Yet, for all the offensive additions, those defensive moves left some holes on the other side of the ball that needed filling.
Todd Bowles came in to replace Ray Horton as the defensive coordinator and he is expected to drastically alter the approach, scheme and philosophy of the unit. The talk of moving to a 4-3 front is enticing, while replacing William Gay with Antoine Cason can’t be a downgrade at the very least. Lorenzo Alexander and/or Alex Okafor could give Sam Acho a legitimate edge-rusher to share sacks with and Yeremiah Bell arrives in Arizona with a proven track record.
None of those moves are really interesting in comparison to what the Cardinals have done to counter the moves made by their division rivals this off-season. Each of the 49ers, Rams and Seahawks dramatically upgraded their slot receiver positions this off-season with key additions in the draft and free agency.
Even though Michael Crabtree is going to miss much of the season because of a torn Achilles, Anquan Boldin won’t be forced to stay outside in the 49ers’ offense. Crabtree could be replaced by Mario Manningham, Kyle Williams or Quinton Patton, while Vernon Davis, AJ Jenkins and Boldin all offer the 49ers’ different skill-sets as slot receivers.
If Jenkins develops into what the 49ers thought they were getting when they selected him in the first round last year, they will have a dynamic receiving option who can loose defensive backs in the open-field or create space with his agility.
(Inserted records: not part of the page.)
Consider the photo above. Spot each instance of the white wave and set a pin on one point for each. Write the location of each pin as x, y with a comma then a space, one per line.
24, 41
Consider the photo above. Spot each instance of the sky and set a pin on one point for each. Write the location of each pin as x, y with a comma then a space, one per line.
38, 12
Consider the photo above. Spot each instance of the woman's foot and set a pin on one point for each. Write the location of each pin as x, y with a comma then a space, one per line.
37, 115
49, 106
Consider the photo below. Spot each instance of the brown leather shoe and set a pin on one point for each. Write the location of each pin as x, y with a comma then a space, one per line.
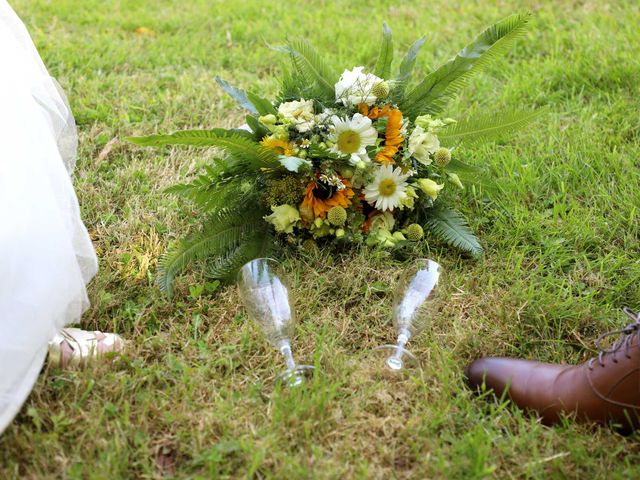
604, 389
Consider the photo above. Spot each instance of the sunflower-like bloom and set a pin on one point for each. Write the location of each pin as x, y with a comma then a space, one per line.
393, 138
320, 198
281, 147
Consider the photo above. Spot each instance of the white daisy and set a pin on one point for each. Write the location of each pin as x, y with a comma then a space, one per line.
387, 188
352, 137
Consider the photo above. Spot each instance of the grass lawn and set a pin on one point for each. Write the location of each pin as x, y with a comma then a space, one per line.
193, 397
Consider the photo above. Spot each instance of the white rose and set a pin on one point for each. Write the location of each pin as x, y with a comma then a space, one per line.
299, 113
423, 144
356, 87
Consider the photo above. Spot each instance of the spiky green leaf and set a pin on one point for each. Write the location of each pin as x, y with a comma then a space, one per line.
486, 127
262, 105
237, 94
437, 88
452, 227
383, 65
259, 130
310, 67
405, 72
223, 234
244, 152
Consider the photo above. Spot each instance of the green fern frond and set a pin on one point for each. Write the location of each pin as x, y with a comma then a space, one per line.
223, 233
262, 105
258, 244
405, 72
437, 88
259, 130
244, 153
237, 94
452, 227
383, 65
485, 127
310, 67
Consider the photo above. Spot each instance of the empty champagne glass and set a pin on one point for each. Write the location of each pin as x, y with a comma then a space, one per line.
413, 305
267, 299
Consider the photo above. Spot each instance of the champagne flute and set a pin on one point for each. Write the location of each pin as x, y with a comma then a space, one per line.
413, 305
267, 301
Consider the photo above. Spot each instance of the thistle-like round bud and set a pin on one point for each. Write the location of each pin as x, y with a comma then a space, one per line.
442, 156
381, 90
414, 232
309, 246
337, 216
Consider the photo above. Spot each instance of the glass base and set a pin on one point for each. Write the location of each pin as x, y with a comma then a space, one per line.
295, 377
397, 358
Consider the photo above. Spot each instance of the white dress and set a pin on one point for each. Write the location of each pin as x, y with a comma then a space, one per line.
46, 256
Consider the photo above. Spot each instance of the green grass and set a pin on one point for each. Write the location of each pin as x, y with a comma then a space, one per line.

A fully effective Jenkins on a linebacker or even a safety could spell disaster for the Cardinals on every single play. In comparison to Anquan Boldin, Jenkins is a nightmare to prepare for.
Much like teams used to balance speed and big backs when they were running the ball, the 49ers have a physical, intimidating presence who can play slot receiver and a quick, agile option to stretch the field horizontally. This tests the quality and versatility of the defense’s personnel groupings on every snap.
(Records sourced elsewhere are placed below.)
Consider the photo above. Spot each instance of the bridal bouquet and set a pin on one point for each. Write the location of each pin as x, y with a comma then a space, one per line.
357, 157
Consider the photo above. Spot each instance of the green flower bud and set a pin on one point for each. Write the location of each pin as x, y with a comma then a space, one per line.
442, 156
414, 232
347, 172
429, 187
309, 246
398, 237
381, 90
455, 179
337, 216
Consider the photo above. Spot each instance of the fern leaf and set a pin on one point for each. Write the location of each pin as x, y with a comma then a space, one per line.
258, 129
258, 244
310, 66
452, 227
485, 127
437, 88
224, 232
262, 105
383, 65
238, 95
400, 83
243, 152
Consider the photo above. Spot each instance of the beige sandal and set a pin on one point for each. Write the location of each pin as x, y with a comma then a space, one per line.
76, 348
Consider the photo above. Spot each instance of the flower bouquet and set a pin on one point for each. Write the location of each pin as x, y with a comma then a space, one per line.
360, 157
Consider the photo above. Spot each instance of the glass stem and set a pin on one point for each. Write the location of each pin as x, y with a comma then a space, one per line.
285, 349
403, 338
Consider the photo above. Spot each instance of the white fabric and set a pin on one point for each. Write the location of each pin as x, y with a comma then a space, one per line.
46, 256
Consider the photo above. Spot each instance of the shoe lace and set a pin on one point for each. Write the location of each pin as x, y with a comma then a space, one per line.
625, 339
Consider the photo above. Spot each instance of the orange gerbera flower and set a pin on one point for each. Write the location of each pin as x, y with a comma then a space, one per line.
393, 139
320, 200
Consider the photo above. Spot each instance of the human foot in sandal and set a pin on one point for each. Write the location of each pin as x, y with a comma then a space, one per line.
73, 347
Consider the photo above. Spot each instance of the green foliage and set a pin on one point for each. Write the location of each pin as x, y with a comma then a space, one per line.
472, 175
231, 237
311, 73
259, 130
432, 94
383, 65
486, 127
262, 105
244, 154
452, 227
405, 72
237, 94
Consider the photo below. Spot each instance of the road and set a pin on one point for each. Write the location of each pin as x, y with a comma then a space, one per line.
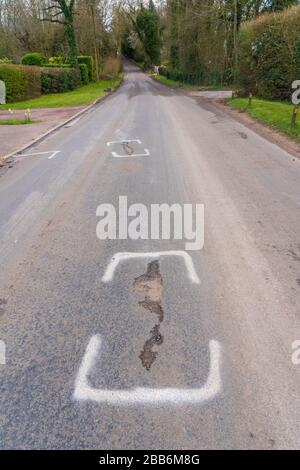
73, 377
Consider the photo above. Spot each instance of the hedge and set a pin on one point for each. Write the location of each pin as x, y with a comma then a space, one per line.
22, 82
269, 54
84, 74
33, 58
59, 80
89, 62
181, 76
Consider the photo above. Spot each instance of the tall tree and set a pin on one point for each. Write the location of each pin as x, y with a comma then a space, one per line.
62, 12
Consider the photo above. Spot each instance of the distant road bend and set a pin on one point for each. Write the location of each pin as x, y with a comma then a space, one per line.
156, 351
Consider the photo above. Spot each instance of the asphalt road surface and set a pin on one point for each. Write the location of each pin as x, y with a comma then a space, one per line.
223, 375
Of course, if Boldin and Jenkins fail to hurt the defense underneath, then Vernon Davis can move into the slot to test the explosion of whoever tries to defend the physical freak who is labelled as a tight end. Davis can do everything, but at least without Crabtree on the field, it will be easier for the defense to take him out of his comfort zone with different coverage looks and double teams.
While the Seahawks don’t have that versatility in their slot options, they do have depth and an abundance of talent. Doug Baldwin and Golden Tate were doing a better than average job before this off-season, but that didn’t stop Pete Carroll and John Schneider from pulling the trigger on acquiring Percy Harvin from then Minnesota Vikings. When fully healthy last year, Harvin was a consideration for MVP. On an offense with Adrian Peterson, it was a legitimate argument as to who was tougher to defend.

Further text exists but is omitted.